Assistant Attorney General for National Security John P. Carlin, U.S. Attorney Preet Bharara for the Southern District of New York and Administrator Michele Leonhart of the Drug Enforcement Administration (DEA) announced today the extradition of Cristian Vintila, 44, Massimo Romagnoli, 43, and Virgil Flaviu Georgescu, 42, international arms traffickers charged with conspiring to sell large quantities of military-grade weaponry to the Fuerzas Armadas Revolucionarias de Colombia (the FARC) – a designated foreign terrorist organization – to be used to kill officers and employees of the United States in Colombia.
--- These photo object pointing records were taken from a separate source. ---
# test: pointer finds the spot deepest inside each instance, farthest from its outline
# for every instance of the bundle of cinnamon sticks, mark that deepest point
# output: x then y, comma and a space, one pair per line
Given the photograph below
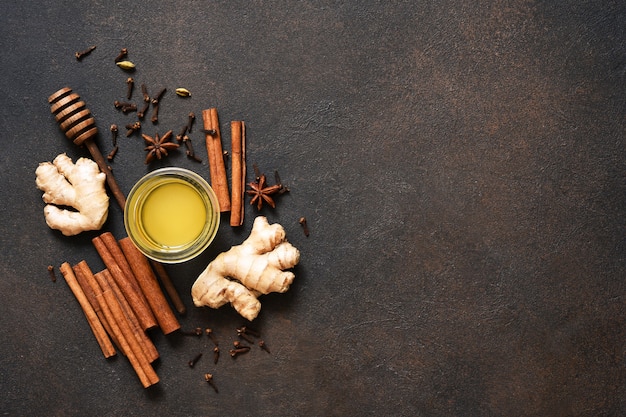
217, 169
122, 302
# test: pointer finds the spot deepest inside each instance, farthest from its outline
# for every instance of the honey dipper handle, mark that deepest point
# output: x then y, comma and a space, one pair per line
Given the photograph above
104, 167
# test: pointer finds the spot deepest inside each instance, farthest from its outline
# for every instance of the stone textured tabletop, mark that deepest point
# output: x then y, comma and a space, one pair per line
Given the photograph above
461, 166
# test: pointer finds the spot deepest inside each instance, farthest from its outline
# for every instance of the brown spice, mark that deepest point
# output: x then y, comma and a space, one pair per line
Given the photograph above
158, 146
129, 88
261, 192
238, 171
53, 276
81, 54
217, 168
111, 154
123, 54
94, 322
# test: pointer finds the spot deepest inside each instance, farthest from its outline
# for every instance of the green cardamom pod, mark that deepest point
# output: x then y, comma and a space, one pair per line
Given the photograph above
125, 65
183, 92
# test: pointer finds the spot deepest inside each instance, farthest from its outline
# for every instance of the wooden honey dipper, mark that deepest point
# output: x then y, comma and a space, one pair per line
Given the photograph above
79, 126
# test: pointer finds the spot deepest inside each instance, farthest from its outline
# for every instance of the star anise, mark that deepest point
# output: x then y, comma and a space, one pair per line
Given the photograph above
261, 192
158, 146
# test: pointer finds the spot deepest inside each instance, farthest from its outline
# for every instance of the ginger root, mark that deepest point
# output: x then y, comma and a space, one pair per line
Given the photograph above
248, 270
80, 186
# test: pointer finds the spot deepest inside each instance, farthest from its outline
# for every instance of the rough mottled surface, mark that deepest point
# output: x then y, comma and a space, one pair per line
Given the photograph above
461, 166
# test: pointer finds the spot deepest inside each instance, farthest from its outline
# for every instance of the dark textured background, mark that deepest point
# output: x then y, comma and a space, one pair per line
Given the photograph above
461, 164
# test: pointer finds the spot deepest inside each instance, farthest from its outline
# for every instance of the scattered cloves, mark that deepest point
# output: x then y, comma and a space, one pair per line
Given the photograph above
53, 276
305, 228
209, 332
130, 83
126, 65
263, 346
195, 359
209, 379
132, 128
155, 105
190, 121
123, 54
183, 92
125, 106
193, 157
144, 91
144, 109
194, 332
188, 145
113, 152
81, 54
183, 132
238, 345
244, 337
114, 131
248, 330
239, 351
216, 354
283, 188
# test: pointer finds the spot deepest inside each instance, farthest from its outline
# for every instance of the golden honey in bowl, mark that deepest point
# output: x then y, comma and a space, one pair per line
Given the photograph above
171, 215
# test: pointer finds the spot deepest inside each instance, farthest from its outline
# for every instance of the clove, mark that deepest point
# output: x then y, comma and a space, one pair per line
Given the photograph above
193, 156
283, 188
244, 337
192, 117
132, 128
123, 54
155, 105
239, 351
182, 133
129, 87
238, 345
195, 332
216, 354
144, 109
209, 379
195, 359
209, 332
305, 228
80, 55
53, 276
125, 106
113, 152
263, 346
247, 330
114, 131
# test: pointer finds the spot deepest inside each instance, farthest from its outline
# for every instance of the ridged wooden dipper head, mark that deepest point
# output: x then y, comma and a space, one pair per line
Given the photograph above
72, 115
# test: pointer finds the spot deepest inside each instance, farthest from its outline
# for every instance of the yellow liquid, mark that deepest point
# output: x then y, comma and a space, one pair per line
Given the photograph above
173, 214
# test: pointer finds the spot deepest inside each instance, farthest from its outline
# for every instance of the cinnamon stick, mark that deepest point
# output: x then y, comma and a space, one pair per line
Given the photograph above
96, 326
142, 338
170, 289
149, 285
238, 176
121, 328
83, 274
217, 168
131, 293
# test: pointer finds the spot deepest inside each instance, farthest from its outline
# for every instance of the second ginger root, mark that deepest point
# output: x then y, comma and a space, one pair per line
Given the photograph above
244, 272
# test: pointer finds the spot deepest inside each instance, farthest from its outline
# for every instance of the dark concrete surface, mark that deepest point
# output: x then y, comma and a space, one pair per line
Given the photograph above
461, 166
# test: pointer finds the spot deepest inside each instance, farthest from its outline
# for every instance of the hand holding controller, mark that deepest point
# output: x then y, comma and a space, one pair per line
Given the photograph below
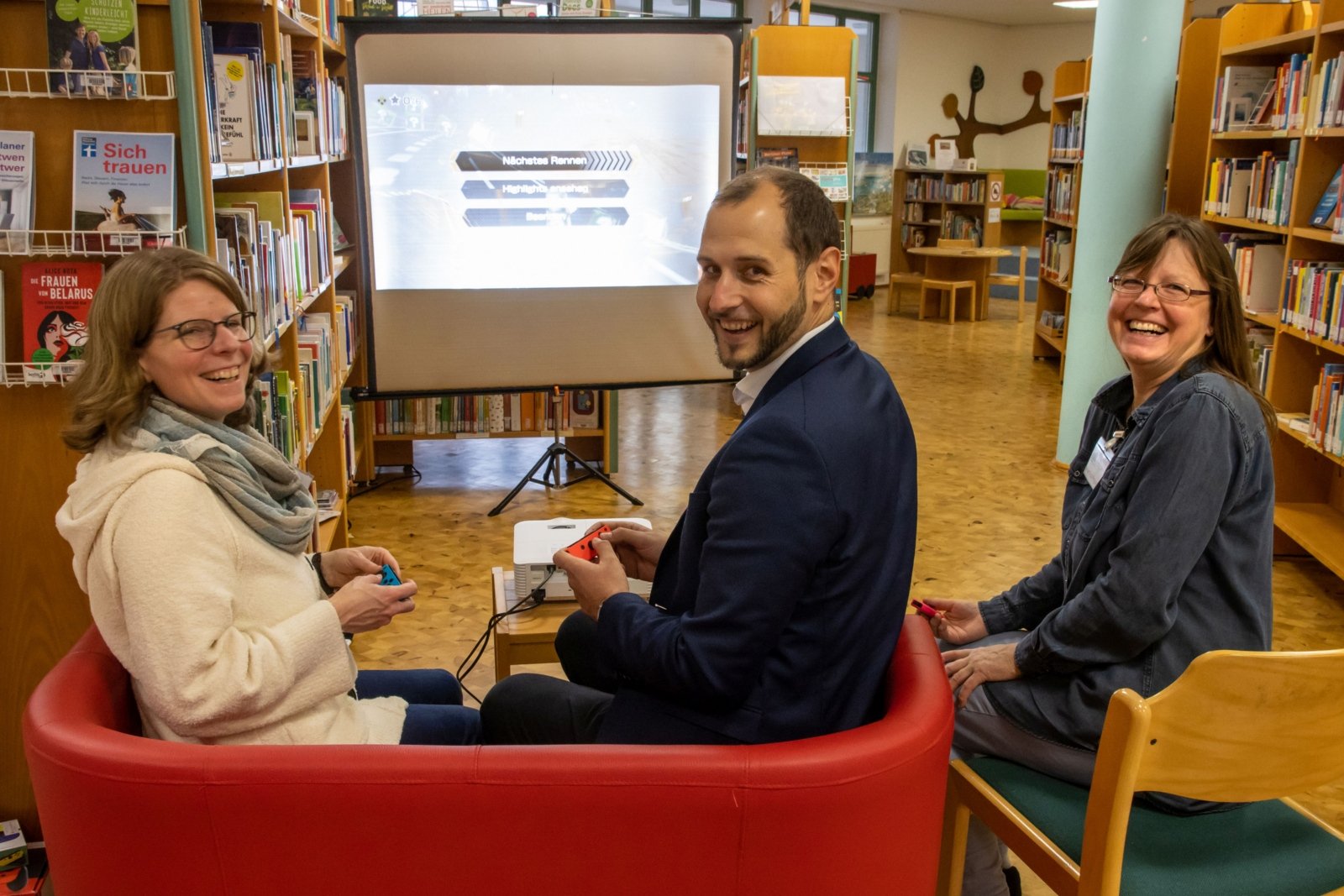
586, 547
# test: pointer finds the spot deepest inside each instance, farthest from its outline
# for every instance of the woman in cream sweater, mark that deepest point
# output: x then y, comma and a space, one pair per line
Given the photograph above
188, 533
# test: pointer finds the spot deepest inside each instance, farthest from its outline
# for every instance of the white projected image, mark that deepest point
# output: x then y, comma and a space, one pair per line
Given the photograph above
531, 186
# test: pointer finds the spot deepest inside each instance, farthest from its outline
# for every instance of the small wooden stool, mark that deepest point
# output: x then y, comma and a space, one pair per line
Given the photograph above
900, 282
949, 286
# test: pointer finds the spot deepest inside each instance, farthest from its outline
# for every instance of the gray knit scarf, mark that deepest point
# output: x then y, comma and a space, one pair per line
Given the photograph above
244, 469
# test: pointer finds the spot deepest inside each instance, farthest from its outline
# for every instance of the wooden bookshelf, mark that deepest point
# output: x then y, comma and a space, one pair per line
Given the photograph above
929, 204
1059, 228
595, 445
806, 53
1310, 483
45, 610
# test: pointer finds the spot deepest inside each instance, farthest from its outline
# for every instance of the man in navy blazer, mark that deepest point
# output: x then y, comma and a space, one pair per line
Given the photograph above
779, 597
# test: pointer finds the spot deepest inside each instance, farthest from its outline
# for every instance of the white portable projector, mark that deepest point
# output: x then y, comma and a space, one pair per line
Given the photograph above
535, 542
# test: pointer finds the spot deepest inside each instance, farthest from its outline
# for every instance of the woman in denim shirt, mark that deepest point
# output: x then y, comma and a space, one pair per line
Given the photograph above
1167, 533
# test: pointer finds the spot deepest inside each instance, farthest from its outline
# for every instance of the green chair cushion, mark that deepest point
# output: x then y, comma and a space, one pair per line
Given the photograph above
1260, 849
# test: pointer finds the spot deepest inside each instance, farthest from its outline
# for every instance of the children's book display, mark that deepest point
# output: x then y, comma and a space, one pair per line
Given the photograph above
123, 196
57, 297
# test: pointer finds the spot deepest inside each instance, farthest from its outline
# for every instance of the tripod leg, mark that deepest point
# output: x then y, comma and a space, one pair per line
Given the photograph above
597, 474
528, 477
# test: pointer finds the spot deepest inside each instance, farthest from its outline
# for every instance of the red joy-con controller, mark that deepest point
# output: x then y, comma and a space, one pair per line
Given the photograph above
586, 547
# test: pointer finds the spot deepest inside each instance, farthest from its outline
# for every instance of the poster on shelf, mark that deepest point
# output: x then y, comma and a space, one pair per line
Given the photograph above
123, 196
944, 154
799, 105
57, 297
873, 183
94, 46
17, 192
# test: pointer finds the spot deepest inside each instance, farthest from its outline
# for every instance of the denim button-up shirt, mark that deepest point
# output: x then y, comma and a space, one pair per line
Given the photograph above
1167, 558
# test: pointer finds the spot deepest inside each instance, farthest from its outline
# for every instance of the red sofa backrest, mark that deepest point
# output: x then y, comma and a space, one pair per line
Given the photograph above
851, 813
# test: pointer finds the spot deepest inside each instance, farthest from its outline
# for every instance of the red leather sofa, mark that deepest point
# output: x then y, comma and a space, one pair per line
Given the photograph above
858, 812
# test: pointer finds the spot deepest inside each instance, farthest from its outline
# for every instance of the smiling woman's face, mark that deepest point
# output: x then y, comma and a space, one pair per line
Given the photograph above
1158, 338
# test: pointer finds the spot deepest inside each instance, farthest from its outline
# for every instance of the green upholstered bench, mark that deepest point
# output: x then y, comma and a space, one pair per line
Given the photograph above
1260, 849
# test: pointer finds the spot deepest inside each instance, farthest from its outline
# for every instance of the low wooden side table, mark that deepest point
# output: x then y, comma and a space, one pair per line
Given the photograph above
528, 637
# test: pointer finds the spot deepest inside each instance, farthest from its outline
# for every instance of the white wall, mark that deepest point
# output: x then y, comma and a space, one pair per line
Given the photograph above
934, 56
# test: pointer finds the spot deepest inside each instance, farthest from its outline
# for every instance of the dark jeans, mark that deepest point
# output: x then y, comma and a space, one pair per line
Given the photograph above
436, 714
541, 710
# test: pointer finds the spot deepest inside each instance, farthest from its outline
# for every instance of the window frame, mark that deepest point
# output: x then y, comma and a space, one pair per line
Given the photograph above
866, 76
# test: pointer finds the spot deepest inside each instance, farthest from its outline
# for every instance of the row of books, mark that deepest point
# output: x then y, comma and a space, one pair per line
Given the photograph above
1057, 254
1059, 194
1066, 139
932, 188
250, 97
913, 212
277, 412
1326, 107
1261, 342
1312, 298
279, 249
484, 414
958, 226
1323, 422
1258, 259
914, 237
1263, 97
1258, 188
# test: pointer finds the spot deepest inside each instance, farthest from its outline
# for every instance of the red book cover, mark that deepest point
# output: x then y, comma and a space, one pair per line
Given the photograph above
57, 297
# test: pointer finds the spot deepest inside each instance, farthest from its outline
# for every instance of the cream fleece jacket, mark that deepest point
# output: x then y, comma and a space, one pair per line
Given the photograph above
226, 637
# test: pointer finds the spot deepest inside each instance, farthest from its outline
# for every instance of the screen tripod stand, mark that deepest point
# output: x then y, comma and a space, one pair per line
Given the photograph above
551, 457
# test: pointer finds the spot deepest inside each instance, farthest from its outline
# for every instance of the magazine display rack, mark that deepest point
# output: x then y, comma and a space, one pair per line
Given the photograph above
42, 244
49, 82
45, 610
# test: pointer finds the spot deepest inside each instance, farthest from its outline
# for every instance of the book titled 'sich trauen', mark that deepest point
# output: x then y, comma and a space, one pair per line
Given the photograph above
123, 191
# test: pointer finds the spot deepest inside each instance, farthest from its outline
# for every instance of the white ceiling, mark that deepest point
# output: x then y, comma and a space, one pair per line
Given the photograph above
1011, 13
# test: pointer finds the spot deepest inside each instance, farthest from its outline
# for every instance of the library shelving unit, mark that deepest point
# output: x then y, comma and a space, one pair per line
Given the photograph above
1310, 483
593, 445
827, 156
1059, 228
45, 610
944, 204
295, 34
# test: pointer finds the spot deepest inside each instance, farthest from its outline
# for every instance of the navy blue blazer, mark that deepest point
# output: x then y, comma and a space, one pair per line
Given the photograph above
780, 594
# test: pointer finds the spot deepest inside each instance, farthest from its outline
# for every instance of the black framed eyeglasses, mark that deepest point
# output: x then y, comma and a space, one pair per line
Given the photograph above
199, 335
1166, 291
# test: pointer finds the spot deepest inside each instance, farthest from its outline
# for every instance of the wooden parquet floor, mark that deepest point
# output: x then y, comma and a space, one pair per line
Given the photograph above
985, 421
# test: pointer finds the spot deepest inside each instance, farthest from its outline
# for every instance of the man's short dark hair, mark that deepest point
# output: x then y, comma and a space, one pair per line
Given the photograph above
810, 219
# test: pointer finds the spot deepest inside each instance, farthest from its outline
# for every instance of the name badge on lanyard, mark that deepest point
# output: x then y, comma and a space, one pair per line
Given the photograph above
1102, 454
1100, 461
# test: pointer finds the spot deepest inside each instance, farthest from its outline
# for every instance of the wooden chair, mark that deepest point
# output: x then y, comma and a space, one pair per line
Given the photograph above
951, 288
1236, 726
900, 281
1018, 280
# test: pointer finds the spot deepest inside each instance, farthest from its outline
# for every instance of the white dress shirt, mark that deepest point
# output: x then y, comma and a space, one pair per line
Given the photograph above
749, 387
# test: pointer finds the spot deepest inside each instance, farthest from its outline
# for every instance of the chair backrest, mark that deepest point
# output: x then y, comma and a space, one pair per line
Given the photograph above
1236, 726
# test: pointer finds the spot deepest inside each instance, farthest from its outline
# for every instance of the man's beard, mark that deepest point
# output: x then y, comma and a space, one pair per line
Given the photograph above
773, 335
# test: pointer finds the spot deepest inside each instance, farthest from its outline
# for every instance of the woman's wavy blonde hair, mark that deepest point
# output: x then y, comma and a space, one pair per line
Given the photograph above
112, 392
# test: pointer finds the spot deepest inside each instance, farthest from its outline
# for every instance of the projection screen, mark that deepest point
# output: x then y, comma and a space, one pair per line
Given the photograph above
533, 196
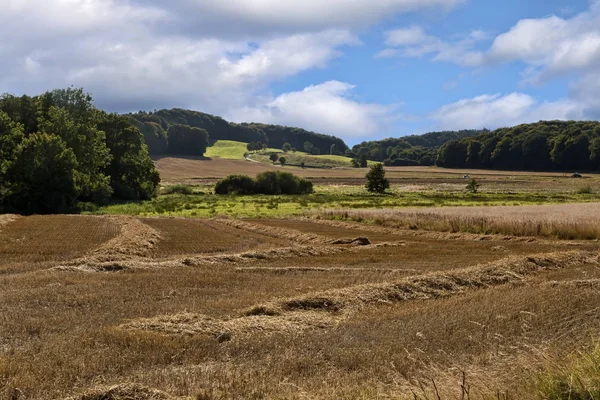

Vintila, Georgescu, and Romagnoli, all of whom were arrested in December 2014, were extradited from Montenegro yesterday and will be arraigned in front of U.S. District Court Judge Ronnie Abrams later today.

“As alleged, these three men were ready and willing merchants of death, poised to sell sophisticated weapons to a terrorist organization,” said U.S. Attorney Bharara.  “It is further alleged that they conspired to sell the weaponry with the understanding that it would be used to shoot down American aircraft and kill American officers.  We once again laud the efforts of the DEA to stem the flow of lethal weapons that could be aimed at U.S. officers and to deter weapons traffickers who mean harm to the United States.”

According to the Indictment, which was unsealed in December 2014:

Since at least May 2014, Vintila has been a Romania-based weapons trafficker, Romagnoli has been a Europe-based weapons trafficker, who is able to procure fraudulent end-user certificates (EUCs) for military-grade weaponry, and Georgescu has been a Romania-based weapons broker.  Between May and October 2014, Vintila, Romagnoli, and Georgescu conspired to sell an arsenal of weapons, including machine guns and anti-aircraft cannons, with the understanding that the weapons would go to the FARC to be used by FARC against the United States.  During a series of recorded telephone calls and in-person meetings, Vintila, Romagnoli and Georgescu agreed to sell the weapons to three confidential sources working with the DEA (the CSs), who represented that they were acquiring these weapons for the FARC.  Vintila, Romagnoli and Georgescu agreed to provide these weapons to the CSs with the specific understanding that the weapons would be used to kill officers and employees of the United States and, in particular, to shoot down American helicopters and airplanes.  Romagnoli further agreed to provide fraudulent EUCs in order to make the illegal sale of weapons look legitimate.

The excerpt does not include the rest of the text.